On Wed, Mar 14, 2012 at 11:10:24AM -0600, Eric Blake wrote:
> On 03/14/2012 10:50 AM, Daniel P. Berrange wrote:
> >> This looks like it is repeating some of the code in
> >> virsh.c:vshCommandStringGetArg; any chance we can combine them?  In
> >> particular, the ability to mimic shell handling of \ escapes, as well as
> >> the difference in behavior of \ inside "" vs. '', seems like it will
> >> come in handy.
> > 
> > Ah I had forgotten about that code.

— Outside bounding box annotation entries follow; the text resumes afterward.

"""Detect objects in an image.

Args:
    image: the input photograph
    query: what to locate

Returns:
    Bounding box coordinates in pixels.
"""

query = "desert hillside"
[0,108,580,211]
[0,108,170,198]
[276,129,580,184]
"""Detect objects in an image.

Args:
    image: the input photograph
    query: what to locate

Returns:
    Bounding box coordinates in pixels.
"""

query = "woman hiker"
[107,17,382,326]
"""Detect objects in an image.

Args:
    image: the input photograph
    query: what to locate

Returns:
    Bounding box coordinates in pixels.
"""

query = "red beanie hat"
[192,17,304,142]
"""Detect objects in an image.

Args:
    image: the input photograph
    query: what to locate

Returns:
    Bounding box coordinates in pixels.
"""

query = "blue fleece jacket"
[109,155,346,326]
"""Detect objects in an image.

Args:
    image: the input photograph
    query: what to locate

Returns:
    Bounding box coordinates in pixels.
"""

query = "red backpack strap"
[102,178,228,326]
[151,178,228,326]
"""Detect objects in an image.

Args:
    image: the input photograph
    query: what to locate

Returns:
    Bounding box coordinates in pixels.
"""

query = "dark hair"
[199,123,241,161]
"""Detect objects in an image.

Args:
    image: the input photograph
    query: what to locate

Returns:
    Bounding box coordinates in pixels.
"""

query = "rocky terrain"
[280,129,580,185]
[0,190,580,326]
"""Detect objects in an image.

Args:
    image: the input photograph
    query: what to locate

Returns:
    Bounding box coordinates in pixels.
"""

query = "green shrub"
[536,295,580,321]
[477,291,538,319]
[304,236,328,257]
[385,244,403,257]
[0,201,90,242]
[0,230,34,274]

Can you clarify the difference
> > in \ handling.  I guess you mean that inside '', \ can only be used
> > for  \\ and \', while inside "", it can do all the standard shell
> > escapes like \t, \n, etc ?
> 
> Inside '', \ has no special meaning. (There's no way to escape ' inside
> of ').
> 
> Inside "", \ escapes the next byte (important for " and \, but works on
> any byte.
> 
> Outside quotes, \ escapes the next byte.
> 
> And most importantly: concatenating two forms of quoted materials is
> permitted.  Thus:
> 
> foo"b'ar\" "\'' blah\'
> 
> on input becomes this on output:
> 
> foob'ar" ' blah\
> 
> >>
> >> What you have here does neither; although I didn't spot any flaw in the
> >> code, I don't know if it's the algorithm we want to be using.
> > 
> > I should have sent this paired with my other patch for <cmdline>
> > handling in LXC. That is the intended use case for this function.
> > 
> > I'm not sure that anyone has ever clearly defined what escaping
> > syntax is used for /proc/cmdline (which is what <cmdline> is
> > representing.
> 
> Hmm, good point.  If it is /bin/sh doing the parsing, then we know the
> rules (and virsh matches them); but it if is a custom parser in the
> kernel, the we have to match that custom parser.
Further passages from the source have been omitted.